Malheureusement la vie est faite ainsi, et toutes les bonnes choses se terminent toujours trop tôt. Son patron l’a « gentiment remercié », lui laissant comme seul choix de prendre sa retraite. Evidemment, il avait largement atteint l’âge. Mais au fond de lui, je pense qu’il n’avait nullement envisagé ce départ.

 Au moment où j’écris, mes souvenirs restent assez évasifs. Je me rappelle que mes grands-parents ont du quitté leur résidence située à la campagne, pour emménager dans une maison en zone urbaine. Effectivement, en possession d’infimes économies, ils ne pouvaient pas se permettre d’investir dans une résidence à la campagne. Alors avec le soutien de mes parents, ils purent acheter une petite maison de ville dans laquelle beaucoup de travaux étaient à prévoir. Il est vrai que leur confort jusqu’alors n’était pas exceptionnel, mais mes proches voulaient qu’ils se sentent à leur aise. Il fallait que mes aïeuls trouvent de nouveaux repères et s’adaptent à un nouveau mode de vie. Chose difficile dans la vie courante et encore plus pour des personnes âgées. Mon père, qui avait la passion du bricolage, mis alors les bouchées doubles pour que cette nouvelle maison représente le cocon familial. Ainsi, tout les soirs, toutes les fins de semaine, il prenait sa caisse à outils et partait pour rénover l’électricité, la plomberie de cette future demeure qui deviendrait la résidence de nos ancêtres. J’accompagnais papa dans ces séances de réhabilitation. Et dans la tête d’une enfant de neuf ans, il était difficile de concevoir le déménagement de mes grands-parents. Ces souvenirs à la campagne, les promenades à tracteur allaient être définitivement perdus. Mais le pire n’était pas apparu.

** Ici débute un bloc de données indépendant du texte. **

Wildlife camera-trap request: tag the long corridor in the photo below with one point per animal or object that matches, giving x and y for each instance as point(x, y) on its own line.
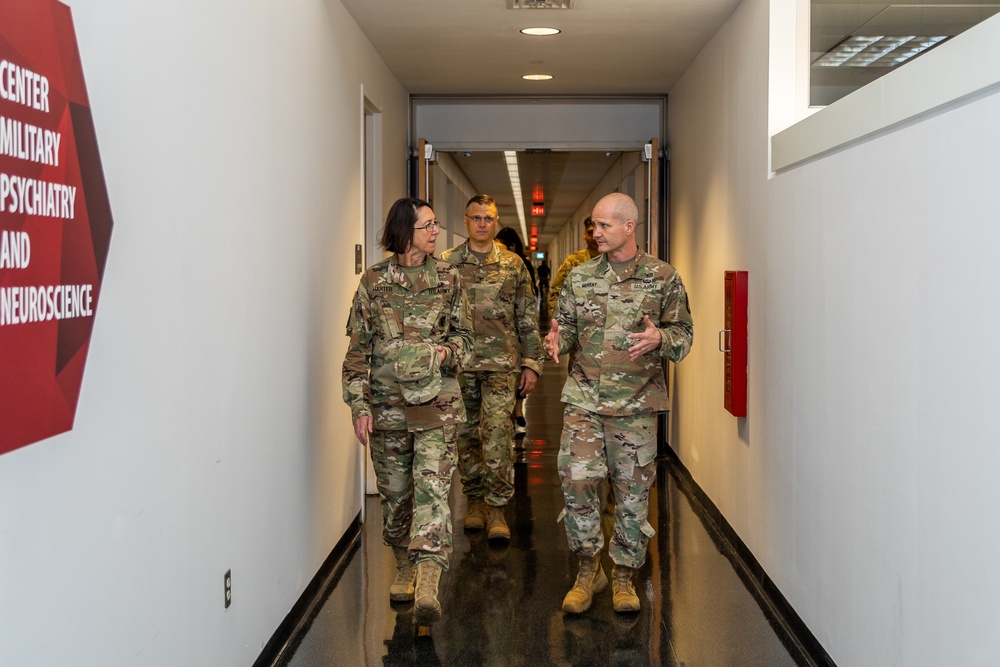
point(502, 604)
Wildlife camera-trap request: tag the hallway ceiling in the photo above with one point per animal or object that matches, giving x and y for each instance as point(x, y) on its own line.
point(474, 48)
point(605, 48)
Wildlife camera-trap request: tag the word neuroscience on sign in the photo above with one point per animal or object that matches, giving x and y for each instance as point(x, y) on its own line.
point(55, 222)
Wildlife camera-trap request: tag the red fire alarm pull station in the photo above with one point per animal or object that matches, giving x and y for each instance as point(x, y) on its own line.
point(733, 342)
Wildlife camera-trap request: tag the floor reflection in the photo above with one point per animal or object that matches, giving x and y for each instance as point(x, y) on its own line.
point(502, 604)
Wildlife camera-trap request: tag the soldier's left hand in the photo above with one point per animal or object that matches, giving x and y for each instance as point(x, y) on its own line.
point(443, 351)
point(646, 340)
point(528, 379)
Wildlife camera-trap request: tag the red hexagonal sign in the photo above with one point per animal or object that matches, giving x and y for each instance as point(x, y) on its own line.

Pour moi, pépé était comme ces créatures de dessins animés : il était immortel. Il garderait éternellement une forme olympique. Je ne comprends pas pourquoi ils l’ont conduit dans cet hôpital. Pour preuve, les souvenirs qui me viennent en mémoire restent son refus de consulter un médecin. Maman se chargeait de l’amener auprès de grands spécialistes pour lui faire exécuter des examens médicaux. A cet instant, la présence de mon grand-père me manquait. La tristesse commençait à emplir mon cœur. A cet âge enfantin, je ne comprenais pas exactement la tournure des évènements. Pépé ne pourrait pas revenir chez lui, il était beaucoup trop malade et devait rester dans cette chambre d’hôpital pour bénéficier de tous les soins nécessaires. Il m’était interdit de lui rendre visite. Parfois, même maman, ne pouvait pas se rendre à son chevet.

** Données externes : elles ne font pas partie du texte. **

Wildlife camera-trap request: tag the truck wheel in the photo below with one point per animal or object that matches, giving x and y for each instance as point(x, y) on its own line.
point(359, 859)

C’est étrange, lui qui n’avait jamais mis les pieds chez un médecin, qui soignait sa toux avec ses gitanes et sa fièvre avec son petit verre de rouge, aujourd’hui il n’avait plus le droit de fumer, plus le droit de boire et était alimenté par un tuyau. Je voulais le voir, je voulais me mettre près de lui et regarder un nouvel épisode de « La petite maison dans la prairie ». Je voulais faire un tour de tracteur avec lui. A cet instant, j’ai pris conscience que tous ces bons moments ne serviront qu’à alimenter mes souvenirs d’enfance.

Il était âgé c’est vrai, mais, il avait la force, il avait la volonté, il voulait voir du monde, il voulait travailler. En le privant de son plaisir de la terre, le patron lui avait mis un pied dans la tombe. Cette personne dure comme un roc, n’eut même pas l’audace de se présenter à ses obsèques.

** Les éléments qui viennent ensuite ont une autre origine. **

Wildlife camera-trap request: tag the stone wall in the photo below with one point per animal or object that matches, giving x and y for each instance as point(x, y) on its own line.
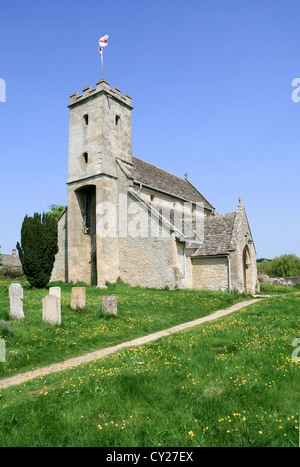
point(210, 273)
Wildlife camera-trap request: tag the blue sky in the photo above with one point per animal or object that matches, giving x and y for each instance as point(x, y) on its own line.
point(211, 86)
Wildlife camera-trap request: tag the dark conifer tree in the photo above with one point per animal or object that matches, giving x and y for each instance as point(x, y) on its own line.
point(38, 248)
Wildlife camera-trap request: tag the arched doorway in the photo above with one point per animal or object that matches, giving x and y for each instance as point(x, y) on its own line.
point(246, 268)
point(86, 196)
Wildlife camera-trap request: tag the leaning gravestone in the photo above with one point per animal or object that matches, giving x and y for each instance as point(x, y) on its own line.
point(78, 297)
point(16, 301)
point(51, 309)
point(109, 304)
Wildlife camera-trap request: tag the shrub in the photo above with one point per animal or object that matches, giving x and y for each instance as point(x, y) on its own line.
point(38, 248)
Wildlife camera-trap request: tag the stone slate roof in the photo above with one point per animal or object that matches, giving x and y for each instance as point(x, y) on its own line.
point(152, 176)
point(217, 235)
point(11, 260)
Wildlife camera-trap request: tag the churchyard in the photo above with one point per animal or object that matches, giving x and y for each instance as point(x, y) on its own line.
point(233, 381)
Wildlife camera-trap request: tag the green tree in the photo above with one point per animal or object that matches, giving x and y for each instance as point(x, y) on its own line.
point(56, 210)
point(38, 248)
point(282, 266)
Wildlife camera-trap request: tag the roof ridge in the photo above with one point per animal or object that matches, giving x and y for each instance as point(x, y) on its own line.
point(159, 168)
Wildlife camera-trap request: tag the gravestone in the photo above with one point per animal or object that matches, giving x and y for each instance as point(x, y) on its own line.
point(56, 291)
point(78, 297)
point(16, 301)
point(51, 309)
point(109, 304)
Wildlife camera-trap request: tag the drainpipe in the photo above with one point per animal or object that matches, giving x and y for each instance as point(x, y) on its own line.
point(228, 273)
point(184, 265)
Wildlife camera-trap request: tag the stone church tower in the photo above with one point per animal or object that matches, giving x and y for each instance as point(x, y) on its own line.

Ce souvenir si marquant reste gravé dans le cœur d’une jeune fille. A neuf ans, on découvre un amour prodigieux. Mais à dix ans, la maladie et la mort restent difficilement compréhensives. Est-ce possible que ce pépé qui m’a appris l’amour, ne soit plus de ce monde, sur qui vais-je me reposer, sur qui vais-je prendre l’exemple ? C’est en le gardant dans mon cœur que je ne l’oublierai pas et c’est en le gardant dans ma mémoire qu’il restera près de moi.